6B_855/2018 vom 15.5.2019
Gemäss Art. 3 Abs. 1 des Gleichstellungsgesetzes (GlG) dürfen Angestellte aufgrund ihres Geschlechts weder direkt noch indirekt benachteiligt werden. Homosexuelle Personen, die eine Benachteiligung wegen ihrer sexuellen Orientierung geltend machen, können sich nicht darauf berufen, Opfer einer direkten geschlechtsbedingten Diskriminierung geworden zu sein. Eine Diskriminierung wegen Homosexualität stützt sich gerade nicht auf die Zugehörigkeit zu einem bestimmten Geschlecht. Diskriminierungen infolge der sexuellen Orientierung fallen nur dann als Diskriminierungen aufgrund des Geschlechts im Sinne von Art. 3 Abs. 1 GlG in Betracht, wenn sie geeignet sind, einzig oder überwiegend die Angehörigen eines bestimmten Geschlechts zu benachteiligen.
8C_594/2018 vom 5.4.2019
Seit dem Auftreten einer Paraplegie wird eine Frau zu Hause von ihrem Ehemann pflegerisch betreut. In der Folge wurde der Ehemann von einer Gesellschaft als pflegender Angehöriger angestellt. Die Krankenkasse Arcosana, bei welcher die Frau krankenpflegeversichert war, teilte der Gesellschaft mit, dass die der Abklärung, Beratung und Koordination sowie der Grundpflege dienenden Massnahmen vergütet würden.
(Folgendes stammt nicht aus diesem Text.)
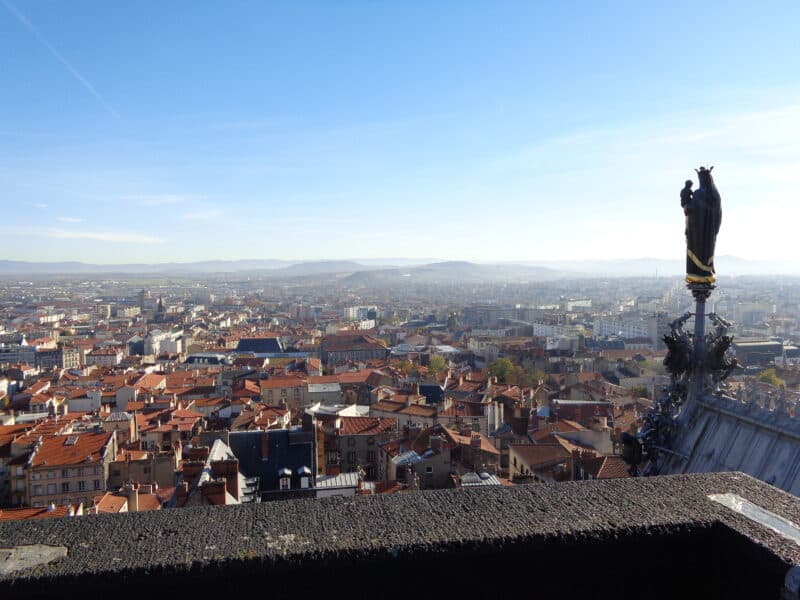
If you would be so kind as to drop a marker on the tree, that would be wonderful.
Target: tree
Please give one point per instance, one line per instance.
(501, 368)
(437, 363)
(771, 377)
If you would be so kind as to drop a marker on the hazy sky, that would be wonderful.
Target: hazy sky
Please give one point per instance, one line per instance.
(160, 131)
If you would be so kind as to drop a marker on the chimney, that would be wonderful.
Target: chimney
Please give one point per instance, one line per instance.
(229, 470)
(265, 445)
(412, 481)
(214, 492)
(133, 497)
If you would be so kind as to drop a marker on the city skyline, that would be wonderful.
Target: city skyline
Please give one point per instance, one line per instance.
(507, 133)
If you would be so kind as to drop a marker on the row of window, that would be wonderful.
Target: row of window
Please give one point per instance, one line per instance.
(85, 501)
(65, 473)
(351, 457)
(66, 487)
(351, 441)
(286, 483)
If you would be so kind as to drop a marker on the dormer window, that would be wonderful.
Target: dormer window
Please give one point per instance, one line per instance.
(305, 477)
(285, 479)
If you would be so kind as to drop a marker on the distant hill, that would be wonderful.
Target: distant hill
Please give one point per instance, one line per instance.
(455, 272)
(404, 269)
(732, 266)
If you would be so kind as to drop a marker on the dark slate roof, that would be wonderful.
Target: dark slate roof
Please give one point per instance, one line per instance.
(259, 345)
(434, 393)
(613, 530)
(290, 449)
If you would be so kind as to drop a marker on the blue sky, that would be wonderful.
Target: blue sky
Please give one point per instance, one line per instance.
(163, 131)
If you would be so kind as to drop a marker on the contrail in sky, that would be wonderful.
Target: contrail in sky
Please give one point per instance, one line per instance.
(81, 79)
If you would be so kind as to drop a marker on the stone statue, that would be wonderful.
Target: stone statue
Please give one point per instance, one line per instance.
(703, 217)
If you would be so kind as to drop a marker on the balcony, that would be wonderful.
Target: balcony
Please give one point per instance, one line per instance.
(646, 538)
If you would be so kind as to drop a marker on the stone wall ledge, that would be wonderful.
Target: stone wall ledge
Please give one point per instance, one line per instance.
(644, 535)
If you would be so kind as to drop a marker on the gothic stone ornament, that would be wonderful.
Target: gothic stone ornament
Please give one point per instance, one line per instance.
(703, 210)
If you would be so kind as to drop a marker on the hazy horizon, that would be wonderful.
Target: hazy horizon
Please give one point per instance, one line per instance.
(154, 133)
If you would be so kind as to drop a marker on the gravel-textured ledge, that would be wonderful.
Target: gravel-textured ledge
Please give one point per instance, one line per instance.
(264, 540)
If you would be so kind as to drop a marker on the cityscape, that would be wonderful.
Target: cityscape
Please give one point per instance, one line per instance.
(376, 300)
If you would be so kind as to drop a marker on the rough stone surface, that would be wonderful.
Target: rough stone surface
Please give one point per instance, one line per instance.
(25, 557)
(722, 434)
(341, 535)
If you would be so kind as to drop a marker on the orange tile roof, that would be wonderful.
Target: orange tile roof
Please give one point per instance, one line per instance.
(367, 425)
(540, 455)
(466, 440)
(15, 514)
(281, 383)
(110, 503)
(55, 451)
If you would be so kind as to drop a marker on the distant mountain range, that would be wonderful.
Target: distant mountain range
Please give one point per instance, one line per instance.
(396, 269)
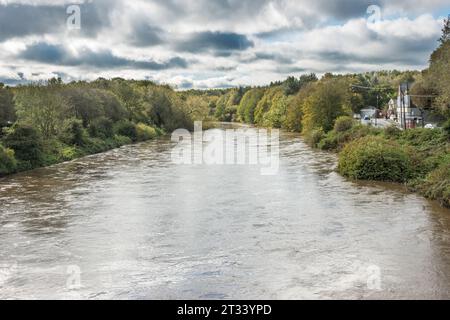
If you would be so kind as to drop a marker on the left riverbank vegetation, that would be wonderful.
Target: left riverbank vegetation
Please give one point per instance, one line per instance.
(51, 122)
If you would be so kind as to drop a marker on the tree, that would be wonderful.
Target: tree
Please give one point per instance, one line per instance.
(291, 86)
(445, 31)
(27, 145)
(329, 100)
(438, 78)
(44, 108)
(247, 106)
(7, 110)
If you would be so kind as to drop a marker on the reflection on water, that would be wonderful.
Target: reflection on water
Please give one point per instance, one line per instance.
(140, 227)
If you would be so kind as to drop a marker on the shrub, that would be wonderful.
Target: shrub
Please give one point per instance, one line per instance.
(145, 132)
(101, 128)
(73, 132)
(436, 185)
(314, 137)
(126, 128)
(329, 142)
(343, 124)
(27, 145)
(121, 140)
(8, 163)
(375, 158)
(70, 153)
(392, 132)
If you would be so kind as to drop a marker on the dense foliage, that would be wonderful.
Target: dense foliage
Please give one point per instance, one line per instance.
(46, 123)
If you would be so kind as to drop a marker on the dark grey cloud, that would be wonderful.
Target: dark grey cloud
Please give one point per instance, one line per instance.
(221, 43)
(277, 57)
(58, 55)
(343, 9)
(18, 20)
(145, 35)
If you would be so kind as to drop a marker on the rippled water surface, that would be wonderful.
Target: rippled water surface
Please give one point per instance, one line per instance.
(140, 227)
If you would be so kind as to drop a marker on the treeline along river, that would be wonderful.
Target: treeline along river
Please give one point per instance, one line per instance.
(129, 223)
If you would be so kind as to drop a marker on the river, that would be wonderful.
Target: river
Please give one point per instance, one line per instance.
(130, 224)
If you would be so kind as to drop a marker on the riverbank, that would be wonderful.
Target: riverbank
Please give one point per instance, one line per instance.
(418, 158)
(25, 150)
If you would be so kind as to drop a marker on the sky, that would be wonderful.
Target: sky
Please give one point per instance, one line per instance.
(213, 44)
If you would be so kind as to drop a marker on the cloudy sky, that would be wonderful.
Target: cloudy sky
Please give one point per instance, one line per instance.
(213, 43)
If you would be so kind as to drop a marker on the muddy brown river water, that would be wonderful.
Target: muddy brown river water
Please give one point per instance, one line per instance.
(130, 224)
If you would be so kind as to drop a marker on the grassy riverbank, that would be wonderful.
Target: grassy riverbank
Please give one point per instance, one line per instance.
(418, 158)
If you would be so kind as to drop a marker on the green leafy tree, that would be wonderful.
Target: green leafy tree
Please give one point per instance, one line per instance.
(247, 106)
(445, 31)
(7, 110)
(27, 145)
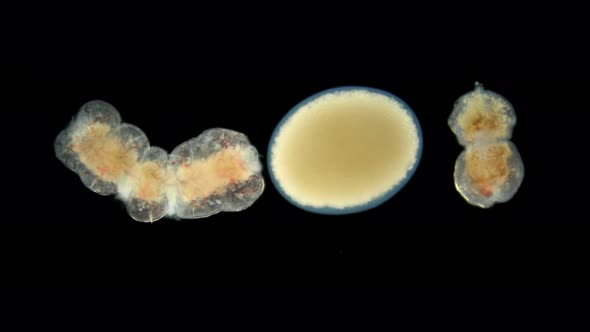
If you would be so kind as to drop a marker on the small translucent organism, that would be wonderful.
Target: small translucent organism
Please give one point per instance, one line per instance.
(344, 150)
(217, 171)
(490, 169)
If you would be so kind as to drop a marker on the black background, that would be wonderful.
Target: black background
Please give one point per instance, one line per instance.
(63, 234)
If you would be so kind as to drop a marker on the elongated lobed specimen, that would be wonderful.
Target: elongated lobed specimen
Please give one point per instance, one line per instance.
(217, 171)
(490, 169)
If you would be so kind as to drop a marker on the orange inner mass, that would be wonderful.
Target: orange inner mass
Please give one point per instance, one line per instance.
(488, 167)
(203, 178)
(479, 120)
(103, 154)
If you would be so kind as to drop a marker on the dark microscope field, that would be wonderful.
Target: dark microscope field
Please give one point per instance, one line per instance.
(426, 235)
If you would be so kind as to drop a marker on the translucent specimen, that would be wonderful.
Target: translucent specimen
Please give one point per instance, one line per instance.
(217, 171)
(344, 150)
(490, 169)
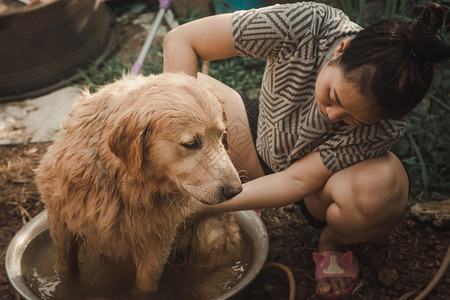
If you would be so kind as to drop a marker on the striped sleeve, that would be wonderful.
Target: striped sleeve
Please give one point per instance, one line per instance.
(276, 31)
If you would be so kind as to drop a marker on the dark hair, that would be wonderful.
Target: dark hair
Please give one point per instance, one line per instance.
(392, 61)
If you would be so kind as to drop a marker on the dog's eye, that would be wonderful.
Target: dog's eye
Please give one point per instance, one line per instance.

Leistungen für Massnahmen der Untersuchung und der Behandlung lehnte die Krankenkasse jedoch ab, weil der pflegende Ehemann nicht über die dafür nötige Ausbildung verfügt. Das Bundesgericht hat diesen Entscheid der Krankenkasse bestätigt: Die Kassen müssten nur Massnahmen der Grundpflege im Sinne von Art. 7 Abs. 2 lit. c Ziff. 1 der Krankenpflege-Leistungsverordnung übernehmen, nicht aber Leistungen im Rahmen von lit. b (Untersuchung und Behandlung).